Today, UH is distinguished as one of the most diverse research institutions in the nation. In addition, its African American Studies program is 45 years old this year, making it one of the oldest in the country.
Conyers said he thinks the minor’s success will extend itself onto the major if approved in the future.
“It’s just completely positive,” Conyers said. “If you look at our peer institutions, this program has been successful. UH doesn’t exist on its own — we have other universities that are our Tier One peers. Look at the University of Louisville: it offers a bachelor’s and a Ph.D in AAS. Go to the University of Memphis: they offer a bachelor’s degree and a graduate concentration. So, I mean, I don’t think we really have to convince people.”
Roberts said that as CLASS dean, his primary goal is to provide a strong and viable curriculum.
“Like many of the other cultural studies programs in the college, the study of the African-American cultural and historical experience is significant not only to the development of American culture but also to the development of world culture,” Roberts said. “Our goal is to make sure that UH students have an opportunity to explore that experience in the classroom setting and to make it the focus of their academic studies if they desire.”
It has been three years since UH received its Tier One status. Conyers said that since then, the school has taken steps to complement that status. He said developing AAS is an extension of the continuous effort for the school to better itself.

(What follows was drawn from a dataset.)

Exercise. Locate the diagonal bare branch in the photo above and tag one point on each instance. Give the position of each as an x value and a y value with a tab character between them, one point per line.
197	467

“Leadership in the University is moving towards building everything up, especially with the Tier One concept,” Conyers said. “That exists throughout the entire campus. It’s not just science and engineering or hotel and restaurant management or business. Tier One is Tier One, and that means that everyone, including the faculty, has to grind a little bit more. We need more programs that can graduate students, programs of substance. It’s going to be really great for the University as far as grants, alumni, graduating students and enrollment — everything. It’s a win-win all the way around.”